Rumbolz, who has held the position since April 1, 2022, will receive a monthly cash compensation of $12,500. Additionally, he is eligible for a discretionary cash bonus of $50,000, contingent upon achieving specific goals set by the Board and provided he remains in his role through December 31, 2025. Equity compensation valued at approximately $205,000 is also part of the package, pending Compensation Committee approval and the successful closing of the proposed transaction under the Merger Agreement after the first anniversary of the grant date. If the transaction closes before the one-year mark, Rumbolz will retain a pro-rata portion of the equity award, with the remainder forfeited. With the company’s next earnings report due on March 21, 2025, InvestingPro subscribers can access detailed analysis and 8 additional ProTips about Everi’s financial outlook.

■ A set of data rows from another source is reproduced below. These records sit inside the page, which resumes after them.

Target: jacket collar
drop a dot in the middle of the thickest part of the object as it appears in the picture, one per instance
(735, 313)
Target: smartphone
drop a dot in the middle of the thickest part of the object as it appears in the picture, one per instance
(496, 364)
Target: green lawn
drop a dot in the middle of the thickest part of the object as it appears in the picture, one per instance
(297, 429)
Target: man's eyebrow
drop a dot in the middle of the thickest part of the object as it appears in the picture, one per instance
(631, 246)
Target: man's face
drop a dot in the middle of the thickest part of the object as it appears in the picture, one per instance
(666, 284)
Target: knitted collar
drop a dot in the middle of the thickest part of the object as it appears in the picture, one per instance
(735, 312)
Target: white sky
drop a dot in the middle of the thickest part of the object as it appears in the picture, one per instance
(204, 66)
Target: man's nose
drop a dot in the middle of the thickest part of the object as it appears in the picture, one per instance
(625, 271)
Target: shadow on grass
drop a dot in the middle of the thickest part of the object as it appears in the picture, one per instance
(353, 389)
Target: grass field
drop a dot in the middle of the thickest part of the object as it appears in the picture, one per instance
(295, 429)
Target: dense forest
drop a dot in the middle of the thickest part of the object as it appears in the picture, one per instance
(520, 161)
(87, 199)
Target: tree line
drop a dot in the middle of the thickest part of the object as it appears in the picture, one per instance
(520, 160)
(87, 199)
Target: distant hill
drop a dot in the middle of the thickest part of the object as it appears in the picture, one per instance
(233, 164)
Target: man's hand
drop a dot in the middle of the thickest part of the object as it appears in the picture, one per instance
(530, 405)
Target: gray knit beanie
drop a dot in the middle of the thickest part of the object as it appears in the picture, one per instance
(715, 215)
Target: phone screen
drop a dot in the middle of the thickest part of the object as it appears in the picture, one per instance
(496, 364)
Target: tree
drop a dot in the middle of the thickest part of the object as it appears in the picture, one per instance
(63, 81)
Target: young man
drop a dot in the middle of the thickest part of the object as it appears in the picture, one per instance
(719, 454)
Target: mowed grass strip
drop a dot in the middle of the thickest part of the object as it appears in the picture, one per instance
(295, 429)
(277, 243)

The agreement also includes non-competition and non-solicitation covenants lasting one and two years, respectively, post-employment.
This executive arrangement underlines Everi’s strategic continuity in leadership as the company navigates a significant merger. The information is based on a press release statement filed with the SEC.
In other recent news, Everi Holdings has been the subject of attention following the release of their fourth-quarter financials, which were made public in a 10-K filing. Stifel analysts have maintained their Hold rating on Everi’s shares, with a consistent price target of $14.25. The firm’s analysts made adjustments to their financial model for Everi, although the forecasted Adjusted EBITDA for fiscal years 2025 and 2026 remains largely unchanged. Stifel’s analysis suggests that the risks associated with Everi’s acquisition by Apollo are minimal. The acquisition, valued at $14.25 per share in cash, is expected to close in the third quarter of 2025. Everi’s stock is currently trading at a 4% gross spread to the offer price, which aligns with Stifel’s Hold rating. The price target set by Stifel corresponds with the cash offer proposed by Apollo. These recent developments provide investors with insights into Everi Holdings’ financial outlook and the anticipated acquisition.